# How I Remember the Chernoff Bound

The Chernoff bound is of critical importance in computer science and probability. When I need it, though, I almost always have to look it up to make sure I get all the parameters correct. Not any more, though. I’ll explain how the Chernoff bound is essentially the PDF of the “Gaussian you would expect” from the Central Limit Theorem.

The most common form of the Chernoff bound is the following: suppose you have $n$ independent and identically distributed coin flips $X_1, X_2, \dots, X_n$, say the result of repeatedly flipping a coin that comes up Heads with probability $p$. The number of Heads is by definition a Binomial distribution; let $S$ denote this random variable. Then with all but exponentially small probability, $S$ is within $O(\sqrt{n})$ of its mean: $\text{Pr}[\left|S - np\right| > \delta \sqrt{n}] \leq 2\exp(-\delta^2 / 2p(1-p))$

The Central Limit Theorem (CLT) tells us that as $n \to \infty$, the distribution $(S - \mathbb{E}(S)) / \sqrt{\text{Var}(S)}$ approaches a standard normal distribution. Philosophically, $S$ approaches a normal distribution with the parameters you would expect: mean $\mathbb{E}(S)$ and variance $\text{Var}(S)$ (though the “scaled up” distributions may not necessarily converge from the CLT alone).

In our case, $\mathbb{E}(S) = np$ and $\text{Var}(S) = np(1-p)$. The PDF of the “Gaussian you would expect” is $p(S = x) \approx C \cdot \exp(-(x - np)^2 / 2np(1-p))$

for an appropriate normalizing constant $C = 1/\sqrt{2\pi n p(1-p)}$. Let’s rewrite that with $x = np + \delta\sqrt{n}$: $p(S = np + \delta\sqrt{n}) \approx C \cdot \exp(-(\delta \sqrt{n})^2 / 2np(1-p)) =C \cdot \exp(-\delta^2/2p(1-p))$

This is (up to the factor of $C$) the expression appearing in the Chernoff bound! Thus we can think of the Chernoff bound as expressing an “even when $n$ is small” version of the CLT, with a little bit of loss from $1/\sqrt{2\pi}$ to $2$ in the multiplicative factor.

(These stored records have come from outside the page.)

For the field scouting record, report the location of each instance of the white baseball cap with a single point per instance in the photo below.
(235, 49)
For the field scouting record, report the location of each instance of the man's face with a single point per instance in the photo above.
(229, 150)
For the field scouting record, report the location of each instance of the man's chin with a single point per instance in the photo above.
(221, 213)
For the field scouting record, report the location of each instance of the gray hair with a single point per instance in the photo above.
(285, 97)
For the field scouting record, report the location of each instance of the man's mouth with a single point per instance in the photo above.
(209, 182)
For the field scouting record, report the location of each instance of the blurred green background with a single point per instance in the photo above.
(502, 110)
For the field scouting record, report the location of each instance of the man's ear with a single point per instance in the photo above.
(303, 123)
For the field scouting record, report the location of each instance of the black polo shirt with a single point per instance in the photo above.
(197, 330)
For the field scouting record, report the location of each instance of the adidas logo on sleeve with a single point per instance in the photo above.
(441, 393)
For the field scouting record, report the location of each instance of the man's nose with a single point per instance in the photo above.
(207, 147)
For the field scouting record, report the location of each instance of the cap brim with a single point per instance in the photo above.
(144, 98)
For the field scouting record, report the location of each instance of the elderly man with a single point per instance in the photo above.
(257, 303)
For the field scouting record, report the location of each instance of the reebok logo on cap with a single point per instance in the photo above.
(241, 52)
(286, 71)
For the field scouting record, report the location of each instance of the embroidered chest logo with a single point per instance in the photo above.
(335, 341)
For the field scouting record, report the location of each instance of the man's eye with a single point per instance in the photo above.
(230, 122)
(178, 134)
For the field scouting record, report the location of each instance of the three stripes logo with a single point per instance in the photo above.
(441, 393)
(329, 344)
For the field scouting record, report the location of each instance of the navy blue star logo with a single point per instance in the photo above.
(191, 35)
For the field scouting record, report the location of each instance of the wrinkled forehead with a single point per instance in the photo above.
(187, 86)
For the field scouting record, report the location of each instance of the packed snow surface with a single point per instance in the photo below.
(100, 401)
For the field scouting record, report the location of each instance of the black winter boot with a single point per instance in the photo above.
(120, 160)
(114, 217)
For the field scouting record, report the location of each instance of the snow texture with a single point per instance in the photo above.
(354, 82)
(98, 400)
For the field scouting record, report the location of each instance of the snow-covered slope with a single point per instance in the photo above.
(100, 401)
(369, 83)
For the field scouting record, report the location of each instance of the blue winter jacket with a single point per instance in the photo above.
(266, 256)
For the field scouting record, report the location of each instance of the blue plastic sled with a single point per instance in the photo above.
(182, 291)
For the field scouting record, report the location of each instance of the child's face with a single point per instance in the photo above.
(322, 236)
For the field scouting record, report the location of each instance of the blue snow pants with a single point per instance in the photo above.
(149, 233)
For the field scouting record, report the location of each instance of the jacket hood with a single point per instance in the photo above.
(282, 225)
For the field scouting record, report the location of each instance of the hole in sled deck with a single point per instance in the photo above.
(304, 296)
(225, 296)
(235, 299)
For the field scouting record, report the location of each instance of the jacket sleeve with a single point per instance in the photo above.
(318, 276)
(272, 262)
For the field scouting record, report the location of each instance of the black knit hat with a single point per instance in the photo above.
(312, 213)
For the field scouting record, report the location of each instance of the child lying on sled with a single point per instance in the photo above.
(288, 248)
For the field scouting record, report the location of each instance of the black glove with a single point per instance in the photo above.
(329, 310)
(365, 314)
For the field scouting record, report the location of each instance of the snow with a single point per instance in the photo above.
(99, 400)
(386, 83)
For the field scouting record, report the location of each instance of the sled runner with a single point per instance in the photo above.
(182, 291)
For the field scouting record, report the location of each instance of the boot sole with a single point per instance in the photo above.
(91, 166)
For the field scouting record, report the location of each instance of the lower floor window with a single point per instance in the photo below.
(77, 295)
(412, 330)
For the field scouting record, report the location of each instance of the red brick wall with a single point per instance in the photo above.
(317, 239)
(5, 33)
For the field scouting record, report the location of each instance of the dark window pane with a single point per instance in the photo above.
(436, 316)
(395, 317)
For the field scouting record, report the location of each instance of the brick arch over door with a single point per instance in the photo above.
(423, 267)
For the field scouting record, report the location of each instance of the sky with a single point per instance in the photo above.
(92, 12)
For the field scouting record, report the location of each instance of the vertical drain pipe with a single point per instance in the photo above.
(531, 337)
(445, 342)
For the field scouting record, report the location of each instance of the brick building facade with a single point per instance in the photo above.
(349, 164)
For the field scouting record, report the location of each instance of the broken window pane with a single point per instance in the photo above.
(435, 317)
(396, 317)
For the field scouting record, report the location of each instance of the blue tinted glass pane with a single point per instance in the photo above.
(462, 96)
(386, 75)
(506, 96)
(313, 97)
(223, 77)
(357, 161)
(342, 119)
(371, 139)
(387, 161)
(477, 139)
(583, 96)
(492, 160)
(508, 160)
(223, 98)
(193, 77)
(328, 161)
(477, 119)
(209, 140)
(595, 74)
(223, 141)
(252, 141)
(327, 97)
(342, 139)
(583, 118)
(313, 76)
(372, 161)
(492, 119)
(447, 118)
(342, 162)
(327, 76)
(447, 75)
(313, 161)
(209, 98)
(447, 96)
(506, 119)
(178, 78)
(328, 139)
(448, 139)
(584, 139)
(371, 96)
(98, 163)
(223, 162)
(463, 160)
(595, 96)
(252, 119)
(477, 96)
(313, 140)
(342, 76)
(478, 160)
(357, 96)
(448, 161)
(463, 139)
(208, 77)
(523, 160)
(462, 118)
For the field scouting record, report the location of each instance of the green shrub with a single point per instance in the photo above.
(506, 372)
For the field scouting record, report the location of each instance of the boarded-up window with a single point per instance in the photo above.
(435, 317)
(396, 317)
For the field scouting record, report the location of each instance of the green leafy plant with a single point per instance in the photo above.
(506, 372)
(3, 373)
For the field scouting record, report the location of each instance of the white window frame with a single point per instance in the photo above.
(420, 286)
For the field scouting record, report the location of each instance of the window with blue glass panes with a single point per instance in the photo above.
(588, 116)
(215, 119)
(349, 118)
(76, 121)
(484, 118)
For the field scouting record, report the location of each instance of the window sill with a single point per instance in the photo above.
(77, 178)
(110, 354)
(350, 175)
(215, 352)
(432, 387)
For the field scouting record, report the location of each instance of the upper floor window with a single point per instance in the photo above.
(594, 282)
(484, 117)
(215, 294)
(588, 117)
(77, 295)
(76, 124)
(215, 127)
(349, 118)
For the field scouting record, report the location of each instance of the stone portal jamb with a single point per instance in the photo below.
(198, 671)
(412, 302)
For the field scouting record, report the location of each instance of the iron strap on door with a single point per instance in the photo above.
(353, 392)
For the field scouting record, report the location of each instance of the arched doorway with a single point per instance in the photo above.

### Using the CDF instead of the PDF

We lost some credibility at one point in the technique above: we actually should have been looking at the cumulative probability $\text{Pr}[\left|S - np \right| \geq \delta \sqrt{n}]$

Instead we noticed that the Chernoff bound can be remembered by looking at the PDF (and ignoring a nonconstant factor) $p(S = np+\delta\sqrt{n})$

But using the CDF instead of the PDF actually gives the same expression, and with a truly constant factor. Let’s compute: $\text{Pr}[\left|S - np \right| \geq \delta \sqrt{n}] = 2\int_{np+\delta\sqrt{n}}^\infty p(S = x) d x$ $= 2\int_{\delta\sqrt{n}}^\infty 1/ \sqrt{2\pi np(1-p)} \cdot \exp(-x^2 / 2np(1-p)) d x$

If we break up the integral into little $\sqrt{n}$ size pieces from $\delta \sqrt{n}$ to $\infty$, the integral on a piece $[k\sqrt{n}, (k+1)\sqrt{n}$ looks like $\int_{k\sqrt{n}}^{(k+1)\sqrt{n}} 1/ \sqrt{2\pi np(1-p)} \cdot \exp(-x^2 / 2np(1-p)) d x$ $\leq1/ \sqrt{2\pi np(1-p)} \int_{k\sqrt{n}}^{(k+1)\sqrt{n}} \exp(-k^2 / 2p(1-p)) d x$ $= 1/ \sqrt{2\pi p(1-p)} \exp(-k^2 / 2p(1-p))$

The exponent increases faster than linearly,  and it is the only thing that changes in $k$, so this contribution to the integral goes to 0 faster than geometrically.  Therefore the integral is bounded by an infinite geometric series with initial term proportional to $\exp( -\delta^2/2p(1-p))$. Therefore the cumulative probability is (up to a constant) the expression in the Chernoff bound $\exp(-\delta^2/2p(1-p))$

and this time the constant is actually constant!